Ricore: Heißt das, dass Herr Bleibtreu nun neben Max Riemelt und Jürgen Vogel das neue Mitglied in Ihrem Team ist?

Gansel: Das fände ich toll. Ich liebe den familiären Gedanken. Aber man muss ihnen natürlich Stoffe anbieten, die sie auch machen wollen. Es sind Schauspieler, die unbestechlich sind. Wenn ich ihnen etwas vorlegen würde, worauf sie keine Lust haben, dann würden sie es nicht machen. Glücklicherweise sind unsere Geschmäcker im Augenblick recht ähnlich.

Ricore: Betrachten Sie Schauspieler als kreative Partner oder müssen sie sich bedingungslos Ihrem Willen beugen?

Gansel: Sie sind eher meine kreativen Partner. Ich bin kein autoritärer Regisseur, sondern bevorzuge lieber die kumpelhafte Arbeitsweise. Ich weiß ganz genau, was ich will, möchte es auf dem Set trotzdem familiär haben. Mit bestimmten Leuten funktioniert das super. Das ist eine Arbeit auf Augenhöhe.

Ricore: Sie gelten andererseits als Regisseur, der seine Filme gut plant.
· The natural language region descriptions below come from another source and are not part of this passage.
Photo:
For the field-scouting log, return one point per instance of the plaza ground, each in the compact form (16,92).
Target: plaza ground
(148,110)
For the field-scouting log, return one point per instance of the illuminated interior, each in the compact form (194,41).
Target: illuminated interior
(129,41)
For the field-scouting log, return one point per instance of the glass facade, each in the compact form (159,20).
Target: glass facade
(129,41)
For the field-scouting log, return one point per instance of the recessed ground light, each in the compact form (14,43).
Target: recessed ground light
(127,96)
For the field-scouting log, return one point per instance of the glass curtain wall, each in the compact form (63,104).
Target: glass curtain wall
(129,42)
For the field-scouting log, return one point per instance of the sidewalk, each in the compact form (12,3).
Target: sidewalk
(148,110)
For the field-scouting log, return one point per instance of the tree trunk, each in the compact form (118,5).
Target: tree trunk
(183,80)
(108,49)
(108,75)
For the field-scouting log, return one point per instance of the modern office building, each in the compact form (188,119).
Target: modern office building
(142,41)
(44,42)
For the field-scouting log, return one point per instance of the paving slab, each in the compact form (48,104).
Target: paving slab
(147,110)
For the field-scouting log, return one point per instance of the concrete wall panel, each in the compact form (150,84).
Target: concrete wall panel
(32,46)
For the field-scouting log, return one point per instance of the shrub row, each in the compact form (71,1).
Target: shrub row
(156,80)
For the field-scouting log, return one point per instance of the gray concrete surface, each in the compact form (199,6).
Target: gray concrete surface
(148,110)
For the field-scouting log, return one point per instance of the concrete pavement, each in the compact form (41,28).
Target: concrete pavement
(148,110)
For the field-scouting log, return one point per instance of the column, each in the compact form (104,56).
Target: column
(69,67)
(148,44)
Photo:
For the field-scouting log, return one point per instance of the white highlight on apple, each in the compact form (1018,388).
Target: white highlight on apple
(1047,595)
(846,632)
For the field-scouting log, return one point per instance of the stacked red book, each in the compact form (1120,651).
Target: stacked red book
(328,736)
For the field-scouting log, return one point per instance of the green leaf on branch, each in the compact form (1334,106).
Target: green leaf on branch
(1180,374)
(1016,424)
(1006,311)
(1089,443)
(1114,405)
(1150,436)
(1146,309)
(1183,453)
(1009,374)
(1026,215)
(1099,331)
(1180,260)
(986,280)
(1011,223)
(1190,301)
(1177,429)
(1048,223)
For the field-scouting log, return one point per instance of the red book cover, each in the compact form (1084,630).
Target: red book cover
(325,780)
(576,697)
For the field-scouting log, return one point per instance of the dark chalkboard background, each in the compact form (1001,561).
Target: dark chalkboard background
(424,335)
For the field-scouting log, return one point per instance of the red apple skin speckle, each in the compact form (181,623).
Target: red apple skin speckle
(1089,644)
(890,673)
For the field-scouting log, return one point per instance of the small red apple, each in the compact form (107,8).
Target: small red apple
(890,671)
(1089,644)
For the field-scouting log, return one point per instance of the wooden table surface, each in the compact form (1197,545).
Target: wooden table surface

Ist das mit einer familiären Arbeitsweise vereinbar oder kann es schon mal zu Reibereien kommen?

Gansel: Absolut, gerade wenn ich eine Einstellung bis zu zehn Mal wiederholen lasse. Da kann ein Schauspieler schon mal ungeduldig oder unsicher werden. Da ist es wichtig zu argumentieren, was einem speziell jetzt noch gefehlt hat. Nach dem Dreh kam Moritz zu mir und sagte: "Du, ich hab' nochmal Lust" (lacht).

Ricore: Sie machen Filme, die sowohl Unterhaltungswert haben, als auch gesellschaftspolitische Themen aufgreifen. Wie positionieren Sie sich im deutschen Kino?

Gansel: Mich interessieren Filme, die den Anspruch haben Unterhaltung mit thematisch brisanten Themen zu verbinden. Ich bin jemand, der sich gerne unterhalten lässt, von einem Film aber auch etwas mitnehmen will. Es muss nicht unbedingt ein politischer Stoff sein, wenn er mich nur reicher an Eindrücken und Erkenntnissen macht. Reiner Eskapismus ist nicht mein Ding. Andererseits habe ich zuletzt mit "Wir sind die Nacht" versucht, das Vampirgenre in Deutschland zu etablieren. Das hat jedoch nicht so gut funktioniert.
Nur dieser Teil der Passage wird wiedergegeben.